In 1903, Gorodtsov identified three stages of the Bronze Age in the Pontic–Caspian Steppe, which he named after the prevalent burial method (in pits, catacombs, and timber framing, respectively): the Yamnaya, Catacomb, and Srubnaya cultures (the so-called "Gorodtsov triad"). He also assigned names to the Fatyanovo, Volosovo, Gorodets, and other cultures of the forest zone.

== Life and career ==
From 1880 to 1906, Gorodtsov served in the military while pursuing amateur archaeological research. In 1897, he published the undeciphered Alekanovo inscription, which he thought was written in "Slavic runes". He was the first to undertake large-scale excavations at Old Ryazan.

Rising to the rank of lieutenant colonel, he worked primarily at the Russian Historical Museum from 1906 to 1929. Heading the museum's archaeological department, Gorodtsov co-founded the Society of Friends of the Historical Museum in 1919 and acted as its chairman from 1922. He conducted excavations across various regions of Russia and Ukraine (e.g., at the Bilsk hillfort) while also teaching. He read lectures at the Moscow State University from 1918, training the first generation of Soviet archaeologists (Artemiy Artsikhovsky, Boris Rybakov, etc.).
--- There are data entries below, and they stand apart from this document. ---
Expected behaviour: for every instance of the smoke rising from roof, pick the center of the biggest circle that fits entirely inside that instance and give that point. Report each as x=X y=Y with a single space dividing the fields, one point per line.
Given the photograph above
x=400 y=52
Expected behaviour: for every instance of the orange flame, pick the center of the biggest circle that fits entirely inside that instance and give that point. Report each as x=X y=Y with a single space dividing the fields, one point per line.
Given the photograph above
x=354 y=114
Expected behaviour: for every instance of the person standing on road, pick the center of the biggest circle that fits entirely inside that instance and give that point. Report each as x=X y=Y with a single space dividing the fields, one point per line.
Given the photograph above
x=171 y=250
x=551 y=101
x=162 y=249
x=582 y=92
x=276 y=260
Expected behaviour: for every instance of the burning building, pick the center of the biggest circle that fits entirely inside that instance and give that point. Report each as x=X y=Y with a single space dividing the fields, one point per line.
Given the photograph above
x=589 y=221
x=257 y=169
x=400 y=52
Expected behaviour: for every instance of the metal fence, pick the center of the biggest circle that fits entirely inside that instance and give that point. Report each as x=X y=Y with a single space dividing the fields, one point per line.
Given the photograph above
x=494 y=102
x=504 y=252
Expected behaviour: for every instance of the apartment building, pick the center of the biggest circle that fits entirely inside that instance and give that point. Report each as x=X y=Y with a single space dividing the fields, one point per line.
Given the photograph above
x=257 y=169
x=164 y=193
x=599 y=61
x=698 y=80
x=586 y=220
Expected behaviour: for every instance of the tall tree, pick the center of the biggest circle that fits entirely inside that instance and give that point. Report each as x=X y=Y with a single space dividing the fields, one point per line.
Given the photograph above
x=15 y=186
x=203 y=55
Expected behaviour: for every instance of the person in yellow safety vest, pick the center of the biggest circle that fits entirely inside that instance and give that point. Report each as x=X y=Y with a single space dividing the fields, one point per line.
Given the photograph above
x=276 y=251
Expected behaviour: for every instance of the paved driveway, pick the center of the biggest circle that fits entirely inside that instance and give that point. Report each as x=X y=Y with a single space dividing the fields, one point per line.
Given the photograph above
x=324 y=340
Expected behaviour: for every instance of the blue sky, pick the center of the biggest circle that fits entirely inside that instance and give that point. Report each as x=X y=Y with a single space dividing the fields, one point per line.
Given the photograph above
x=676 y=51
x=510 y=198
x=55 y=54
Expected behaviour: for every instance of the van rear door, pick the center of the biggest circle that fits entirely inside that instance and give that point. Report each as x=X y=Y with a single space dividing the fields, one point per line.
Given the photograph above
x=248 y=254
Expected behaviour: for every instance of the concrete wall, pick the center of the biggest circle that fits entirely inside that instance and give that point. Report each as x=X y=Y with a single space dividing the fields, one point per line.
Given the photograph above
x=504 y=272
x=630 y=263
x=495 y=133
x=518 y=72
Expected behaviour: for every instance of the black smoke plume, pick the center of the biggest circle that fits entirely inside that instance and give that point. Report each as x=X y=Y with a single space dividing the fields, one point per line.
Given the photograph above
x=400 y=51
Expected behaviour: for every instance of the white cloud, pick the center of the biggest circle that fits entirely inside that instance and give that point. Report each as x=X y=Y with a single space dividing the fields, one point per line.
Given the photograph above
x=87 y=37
Gorodtsov was an honorary or full member of more than 20 scientific organisations connected with archaeology, natural sciences or folklore. He participated in excavations until the late 1930s and accumulated a record of over 200 publications. He was named a Distinguished Scientist of the Soviet Union in 1929 and doctor of historical sciences in 1935. He was awarded the Order of Lenin in 1944.
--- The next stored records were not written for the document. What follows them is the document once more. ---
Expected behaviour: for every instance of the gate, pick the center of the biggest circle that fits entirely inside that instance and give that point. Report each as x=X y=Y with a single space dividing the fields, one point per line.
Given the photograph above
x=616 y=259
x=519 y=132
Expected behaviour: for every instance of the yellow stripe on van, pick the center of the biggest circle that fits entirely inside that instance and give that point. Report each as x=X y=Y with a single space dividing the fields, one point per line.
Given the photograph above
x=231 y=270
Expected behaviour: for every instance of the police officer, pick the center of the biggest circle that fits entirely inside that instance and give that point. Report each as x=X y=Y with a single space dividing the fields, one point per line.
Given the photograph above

Based on similarities between Dacian and Russian applied arts, Gorodtsov proposed a hypothesis of Slavic origins for the Dacians, which was later criticised heavily. Lacking formal education, he paid little attention to advancements in foreign archaeology and, after the October Revolution, ceased to refine excavation techniques. Notably, he examined cultural layers using narrow trenches.